Being a fringe festival, we all know sets have to be bare minimum, how have you got around this with your set and props?
This is such a great question for us because we notoriously love props! However working this way is a challenge we needed! Before even making this piece of work we decided in this new era of PPT, we wanted to keep things a little more simple and tourable… we have still managed to include 20 chairs in the piece… but honestly for us, that is really lightweight!
We tend to choose one or two key versatile props and see how we can utilise them in the most imaginative ways, and that is how we have worked this time to keep props to a minimum, but making them as impactful as we can.
How important is audience interaction to you?
As our piece is contemporary and a mix of performance art and physical theatre, there are elements where we are interacting directly with the audience.
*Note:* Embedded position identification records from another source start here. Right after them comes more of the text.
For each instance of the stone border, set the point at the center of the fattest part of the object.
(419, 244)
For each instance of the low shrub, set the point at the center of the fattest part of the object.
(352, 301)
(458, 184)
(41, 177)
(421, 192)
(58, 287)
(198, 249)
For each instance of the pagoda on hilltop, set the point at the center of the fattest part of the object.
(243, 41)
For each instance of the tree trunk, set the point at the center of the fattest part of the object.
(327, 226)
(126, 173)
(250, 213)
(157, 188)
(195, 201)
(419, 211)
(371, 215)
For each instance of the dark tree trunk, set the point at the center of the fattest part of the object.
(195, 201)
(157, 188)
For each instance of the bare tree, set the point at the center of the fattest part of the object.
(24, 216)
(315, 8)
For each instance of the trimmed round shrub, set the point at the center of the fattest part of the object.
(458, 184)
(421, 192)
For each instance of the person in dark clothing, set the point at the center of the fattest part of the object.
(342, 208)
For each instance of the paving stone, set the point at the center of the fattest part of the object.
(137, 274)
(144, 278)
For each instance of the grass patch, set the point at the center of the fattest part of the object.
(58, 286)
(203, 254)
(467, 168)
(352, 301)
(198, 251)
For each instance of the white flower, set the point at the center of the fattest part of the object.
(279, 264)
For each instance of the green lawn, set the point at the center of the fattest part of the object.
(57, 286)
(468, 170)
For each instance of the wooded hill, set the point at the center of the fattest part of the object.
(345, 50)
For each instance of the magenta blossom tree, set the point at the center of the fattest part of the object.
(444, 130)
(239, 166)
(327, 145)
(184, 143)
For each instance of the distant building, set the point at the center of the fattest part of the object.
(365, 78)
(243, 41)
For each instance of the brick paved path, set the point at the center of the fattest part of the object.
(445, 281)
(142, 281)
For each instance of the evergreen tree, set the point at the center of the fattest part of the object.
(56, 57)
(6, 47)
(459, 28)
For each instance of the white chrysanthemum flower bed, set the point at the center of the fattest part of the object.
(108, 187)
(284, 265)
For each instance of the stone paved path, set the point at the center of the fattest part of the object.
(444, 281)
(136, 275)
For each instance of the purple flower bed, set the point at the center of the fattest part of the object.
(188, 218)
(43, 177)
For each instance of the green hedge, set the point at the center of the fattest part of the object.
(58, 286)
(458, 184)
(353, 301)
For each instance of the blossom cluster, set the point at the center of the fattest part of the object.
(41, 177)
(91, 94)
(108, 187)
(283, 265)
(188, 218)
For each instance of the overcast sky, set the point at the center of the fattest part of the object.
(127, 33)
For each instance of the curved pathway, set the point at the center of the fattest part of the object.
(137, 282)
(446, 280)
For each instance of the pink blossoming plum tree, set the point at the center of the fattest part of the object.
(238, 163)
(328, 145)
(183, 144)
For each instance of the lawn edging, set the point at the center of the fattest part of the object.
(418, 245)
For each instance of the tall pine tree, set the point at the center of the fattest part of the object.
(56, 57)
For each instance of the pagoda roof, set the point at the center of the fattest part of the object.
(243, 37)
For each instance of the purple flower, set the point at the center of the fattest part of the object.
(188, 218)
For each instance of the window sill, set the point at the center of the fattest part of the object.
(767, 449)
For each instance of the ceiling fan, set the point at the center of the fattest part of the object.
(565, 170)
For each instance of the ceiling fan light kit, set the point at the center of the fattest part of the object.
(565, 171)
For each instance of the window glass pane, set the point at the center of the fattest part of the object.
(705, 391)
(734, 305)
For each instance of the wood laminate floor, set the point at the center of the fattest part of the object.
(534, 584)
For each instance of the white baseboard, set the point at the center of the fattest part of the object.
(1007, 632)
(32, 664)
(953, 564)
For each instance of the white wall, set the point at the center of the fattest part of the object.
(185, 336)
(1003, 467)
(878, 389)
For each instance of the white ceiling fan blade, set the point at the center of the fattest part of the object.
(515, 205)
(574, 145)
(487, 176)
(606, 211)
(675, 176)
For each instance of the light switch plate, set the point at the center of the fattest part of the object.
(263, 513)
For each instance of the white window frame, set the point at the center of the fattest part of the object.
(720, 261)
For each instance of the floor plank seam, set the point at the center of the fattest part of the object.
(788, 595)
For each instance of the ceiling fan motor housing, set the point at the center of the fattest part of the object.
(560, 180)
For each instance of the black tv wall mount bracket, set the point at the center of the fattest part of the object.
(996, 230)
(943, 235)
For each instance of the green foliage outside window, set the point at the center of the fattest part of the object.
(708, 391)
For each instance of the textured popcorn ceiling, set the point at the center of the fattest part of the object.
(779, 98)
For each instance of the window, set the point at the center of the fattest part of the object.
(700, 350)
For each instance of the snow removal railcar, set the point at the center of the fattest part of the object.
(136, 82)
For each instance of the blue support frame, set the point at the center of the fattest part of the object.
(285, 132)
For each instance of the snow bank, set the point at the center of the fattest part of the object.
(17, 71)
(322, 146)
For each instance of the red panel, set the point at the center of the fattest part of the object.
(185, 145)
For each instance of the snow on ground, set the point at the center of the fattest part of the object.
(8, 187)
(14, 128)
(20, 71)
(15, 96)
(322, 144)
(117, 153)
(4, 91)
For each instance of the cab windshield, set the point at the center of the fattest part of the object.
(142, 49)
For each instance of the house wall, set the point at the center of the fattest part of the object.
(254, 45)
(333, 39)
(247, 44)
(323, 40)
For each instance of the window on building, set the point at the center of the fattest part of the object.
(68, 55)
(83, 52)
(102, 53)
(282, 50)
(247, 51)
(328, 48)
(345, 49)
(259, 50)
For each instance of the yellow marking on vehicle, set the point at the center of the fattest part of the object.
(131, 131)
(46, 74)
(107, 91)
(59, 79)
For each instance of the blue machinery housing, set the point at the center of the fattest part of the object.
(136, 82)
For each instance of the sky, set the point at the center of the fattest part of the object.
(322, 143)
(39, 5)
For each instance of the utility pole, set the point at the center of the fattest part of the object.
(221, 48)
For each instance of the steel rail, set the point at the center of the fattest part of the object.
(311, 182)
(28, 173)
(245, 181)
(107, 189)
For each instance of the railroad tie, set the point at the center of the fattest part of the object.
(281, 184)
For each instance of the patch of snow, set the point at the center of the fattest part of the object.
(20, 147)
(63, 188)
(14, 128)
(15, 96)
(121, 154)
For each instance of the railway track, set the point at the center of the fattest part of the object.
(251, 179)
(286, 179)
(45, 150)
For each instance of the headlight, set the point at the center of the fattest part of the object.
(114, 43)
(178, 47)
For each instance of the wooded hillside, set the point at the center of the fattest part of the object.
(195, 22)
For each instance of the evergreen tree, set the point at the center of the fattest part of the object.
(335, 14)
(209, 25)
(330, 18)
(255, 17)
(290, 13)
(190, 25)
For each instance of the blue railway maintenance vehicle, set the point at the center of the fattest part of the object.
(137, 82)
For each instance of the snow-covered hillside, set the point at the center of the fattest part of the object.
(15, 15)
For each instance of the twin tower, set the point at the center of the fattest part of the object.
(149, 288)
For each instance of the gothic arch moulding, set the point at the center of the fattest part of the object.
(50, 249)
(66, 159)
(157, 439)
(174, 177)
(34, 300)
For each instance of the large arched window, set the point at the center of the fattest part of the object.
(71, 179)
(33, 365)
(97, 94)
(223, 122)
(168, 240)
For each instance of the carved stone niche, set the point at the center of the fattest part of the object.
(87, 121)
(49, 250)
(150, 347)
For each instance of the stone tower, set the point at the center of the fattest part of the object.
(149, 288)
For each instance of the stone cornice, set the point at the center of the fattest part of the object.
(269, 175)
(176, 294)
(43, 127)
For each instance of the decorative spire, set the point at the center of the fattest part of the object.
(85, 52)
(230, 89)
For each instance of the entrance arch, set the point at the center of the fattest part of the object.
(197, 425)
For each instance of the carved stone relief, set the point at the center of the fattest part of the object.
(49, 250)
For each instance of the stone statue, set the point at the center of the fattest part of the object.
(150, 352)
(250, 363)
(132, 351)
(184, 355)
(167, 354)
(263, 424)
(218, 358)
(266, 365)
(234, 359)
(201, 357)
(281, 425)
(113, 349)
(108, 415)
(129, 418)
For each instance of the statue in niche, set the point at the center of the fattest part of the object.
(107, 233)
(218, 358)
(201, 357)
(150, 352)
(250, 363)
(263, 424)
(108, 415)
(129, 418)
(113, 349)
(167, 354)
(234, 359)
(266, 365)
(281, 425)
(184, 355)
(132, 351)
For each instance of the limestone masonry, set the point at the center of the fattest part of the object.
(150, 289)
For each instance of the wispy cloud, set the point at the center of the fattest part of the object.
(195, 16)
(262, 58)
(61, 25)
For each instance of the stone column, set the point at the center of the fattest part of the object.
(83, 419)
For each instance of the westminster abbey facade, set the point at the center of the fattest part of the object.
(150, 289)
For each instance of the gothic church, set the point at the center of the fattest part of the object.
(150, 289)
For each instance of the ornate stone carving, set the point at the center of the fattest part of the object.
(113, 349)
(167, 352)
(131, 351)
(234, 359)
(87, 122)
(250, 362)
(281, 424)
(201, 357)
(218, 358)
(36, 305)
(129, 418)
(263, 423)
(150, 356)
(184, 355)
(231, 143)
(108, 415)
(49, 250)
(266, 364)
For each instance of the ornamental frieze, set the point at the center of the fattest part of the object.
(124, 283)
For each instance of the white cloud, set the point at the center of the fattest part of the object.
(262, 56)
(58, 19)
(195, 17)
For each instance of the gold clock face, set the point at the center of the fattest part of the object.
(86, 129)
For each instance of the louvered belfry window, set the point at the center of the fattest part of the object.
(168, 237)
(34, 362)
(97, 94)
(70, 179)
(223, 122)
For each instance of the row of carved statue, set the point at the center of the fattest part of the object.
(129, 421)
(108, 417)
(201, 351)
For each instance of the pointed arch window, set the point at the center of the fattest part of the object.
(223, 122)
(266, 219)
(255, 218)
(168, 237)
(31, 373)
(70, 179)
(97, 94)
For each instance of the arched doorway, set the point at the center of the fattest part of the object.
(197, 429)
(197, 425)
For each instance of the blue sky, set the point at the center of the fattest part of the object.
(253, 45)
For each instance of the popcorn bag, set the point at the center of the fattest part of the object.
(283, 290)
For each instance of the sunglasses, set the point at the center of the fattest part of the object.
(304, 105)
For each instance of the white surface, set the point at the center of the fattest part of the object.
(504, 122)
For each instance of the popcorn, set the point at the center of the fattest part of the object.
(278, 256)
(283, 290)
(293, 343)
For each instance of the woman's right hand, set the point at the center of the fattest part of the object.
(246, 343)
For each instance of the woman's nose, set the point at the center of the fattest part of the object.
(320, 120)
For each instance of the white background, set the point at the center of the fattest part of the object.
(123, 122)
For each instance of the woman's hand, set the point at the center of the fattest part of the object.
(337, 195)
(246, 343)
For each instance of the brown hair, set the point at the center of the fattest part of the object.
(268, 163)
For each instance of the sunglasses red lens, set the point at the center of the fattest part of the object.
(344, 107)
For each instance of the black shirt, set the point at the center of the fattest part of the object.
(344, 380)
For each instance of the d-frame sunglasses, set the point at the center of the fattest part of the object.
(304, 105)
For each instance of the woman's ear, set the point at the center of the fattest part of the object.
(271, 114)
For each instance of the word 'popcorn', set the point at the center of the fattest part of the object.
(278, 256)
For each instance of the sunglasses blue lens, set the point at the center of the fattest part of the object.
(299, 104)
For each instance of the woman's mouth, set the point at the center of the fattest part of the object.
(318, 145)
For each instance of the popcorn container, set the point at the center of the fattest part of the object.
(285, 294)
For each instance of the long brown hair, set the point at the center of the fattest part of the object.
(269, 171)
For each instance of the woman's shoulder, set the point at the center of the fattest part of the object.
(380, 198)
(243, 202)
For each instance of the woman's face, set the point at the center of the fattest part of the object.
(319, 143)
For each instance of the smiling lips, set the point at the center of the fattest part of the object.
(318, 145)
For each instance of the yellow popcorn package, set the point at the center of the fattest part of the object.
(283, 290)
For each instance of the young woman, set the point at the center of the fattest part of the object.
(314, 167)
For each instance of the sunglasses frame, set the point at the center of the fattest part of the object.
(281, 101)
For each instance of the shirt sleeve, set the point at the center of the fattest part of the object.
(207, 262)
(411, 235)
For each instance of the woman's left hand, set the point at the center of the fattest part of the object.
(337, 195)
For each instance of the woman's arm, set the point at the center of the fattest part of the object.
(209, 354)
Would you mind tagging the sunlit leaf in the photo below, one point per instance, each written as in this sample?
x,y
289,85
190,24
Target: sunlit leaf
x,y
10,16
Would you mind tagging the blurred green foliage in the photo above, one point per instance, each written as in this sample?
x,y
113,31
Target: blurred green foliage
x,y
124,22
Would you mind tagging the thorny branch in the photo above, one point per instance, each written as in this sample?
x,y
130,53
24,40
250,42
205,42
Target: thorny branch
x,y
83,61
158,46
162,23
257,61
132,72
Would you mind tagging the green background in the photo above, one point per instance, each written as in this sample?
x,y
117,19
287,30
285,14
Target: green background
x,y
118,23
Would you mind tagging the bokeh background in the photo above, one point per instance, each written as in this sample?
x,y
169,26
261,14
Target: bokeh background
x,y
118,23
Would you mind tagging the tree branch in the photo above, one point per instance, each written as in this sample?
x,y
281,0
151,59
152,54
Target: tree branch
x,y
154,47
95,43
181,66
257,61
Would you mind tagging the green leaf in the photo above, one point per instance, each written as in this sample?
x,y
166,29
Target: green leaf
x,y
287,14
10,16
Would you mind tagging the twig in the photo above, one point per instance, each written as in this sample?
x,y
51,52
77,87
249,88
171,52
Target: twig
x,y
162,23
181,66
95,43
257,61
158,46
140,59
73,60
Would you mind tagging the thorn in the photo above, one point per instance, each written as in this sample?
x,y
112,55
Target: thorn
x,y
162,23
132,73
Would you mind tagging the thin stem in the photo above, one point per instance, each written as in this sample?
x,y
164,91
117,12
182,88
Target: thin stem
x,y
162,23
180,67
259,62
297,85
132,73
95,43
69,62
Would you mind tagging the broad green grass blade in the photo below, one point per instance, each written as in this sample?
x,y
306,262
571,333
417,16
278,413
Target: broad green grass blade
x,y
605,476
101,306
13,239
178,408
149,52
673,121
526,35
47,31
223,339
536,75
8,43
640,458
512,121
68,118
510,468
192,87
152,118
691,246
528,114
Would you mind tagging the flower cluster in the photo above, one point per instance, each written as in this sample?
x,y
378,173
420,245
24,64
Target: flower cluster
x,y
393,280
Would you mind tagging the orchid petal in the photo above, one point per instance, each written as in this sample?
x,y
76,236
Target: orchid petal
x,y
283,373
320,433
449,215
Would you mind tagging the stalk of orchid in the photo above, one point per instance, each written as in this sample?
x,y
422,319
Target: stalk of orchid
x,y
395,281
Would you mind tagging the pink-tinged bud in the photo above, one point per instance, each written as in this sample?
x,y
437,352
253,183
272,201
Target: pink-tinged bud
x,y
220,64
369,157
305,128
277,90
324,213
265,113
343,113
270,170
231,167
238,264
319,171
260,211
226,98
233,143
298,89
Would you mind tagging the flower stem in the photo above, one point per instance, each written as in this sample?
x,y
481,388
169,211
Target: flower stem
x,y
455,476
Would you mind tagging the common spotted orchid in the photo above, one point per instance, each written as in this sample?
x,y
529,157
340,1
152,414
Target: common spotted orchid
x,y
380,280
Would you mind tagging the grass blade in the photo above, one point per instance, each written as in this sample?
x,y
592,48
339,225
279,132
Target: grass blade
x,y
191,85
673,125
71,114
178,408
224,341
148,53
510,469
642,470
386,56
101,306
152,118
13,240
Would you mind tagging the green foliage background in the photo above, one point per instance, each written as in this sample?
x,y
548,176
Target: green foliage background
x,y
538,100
So their involvement is so key. The audience bring and can often dictate the energy of the piece, but honestly it is up to them how they react, as long as they feel they can do so without reserve, it is all good interaction. We do want people to feel free to laugh at any point, as there are some really silly bits! Just because something has the word ‘contemporary’ in it, doesn’t mean it is taking itself too seriously!
Are there any plans for what comes next after the show has finished its run – for you or the show?
We hope to be able to complete another few weeks of R&D following feedback from the fringe, then definitely back to touring. Nothing booked in yet but it will all be on our social media and our website when we do.
If your show had a soundtrack what songs would definitely be on it?
Anything by Rosemary Clooney – Her music is honestly a Paper People Staple.
What is the weirdest or most unconventional prop used in your show?
Not sure if it is unconventional but we use a dripping cloth as a prop in our show. It is the simplest of props but actually provides the soundscape for the whole show and is interacted with throughout the performance. So for something so small, it has a bit impact!
If budget or reality was not an issue, what’s the one piece of scenery/set you’d love to have in your show?
If budget were no issue for this project, we would love to create an immersive environment where water drips from all the walls, gradually increasing in volume to build tension and atmosphere.
Or a massive fabric that pours over us, enveloping the space and adding a sense of fluidity and movement. Alternatively, we might fill the set with chairs, using them as a shifting landscape to interact with; jumping from them, hiding in them, or rearranging them to create different spaces and dynamics. All of these props would add an element of playfulness and versatility, allowing us to transform the environment in real-time.
What’s the most valuable piece of advice you’ve received during your career, and how has it influenced your work on this show?
We as a company have received a lot of great advice, guidance and support throughout the years, but one that has really changed the way we work in this new stage of our career is that everything has already been done once, so don’t worry about it. Make work that speaks to you in the language you understand and can communicate, it doesn’t matter if it’s been done before. That has really helped us relax a lot as more mature performers and stopped us agonising over how fresh or original our work was and care more about whether we liked it and we believed in it.
Thanks to Lowri, Jake and Hanna for finding time to chat. The Opposite of Distance plays at Camden People’s Theatre on Saturday 23 and Sunday 24 August.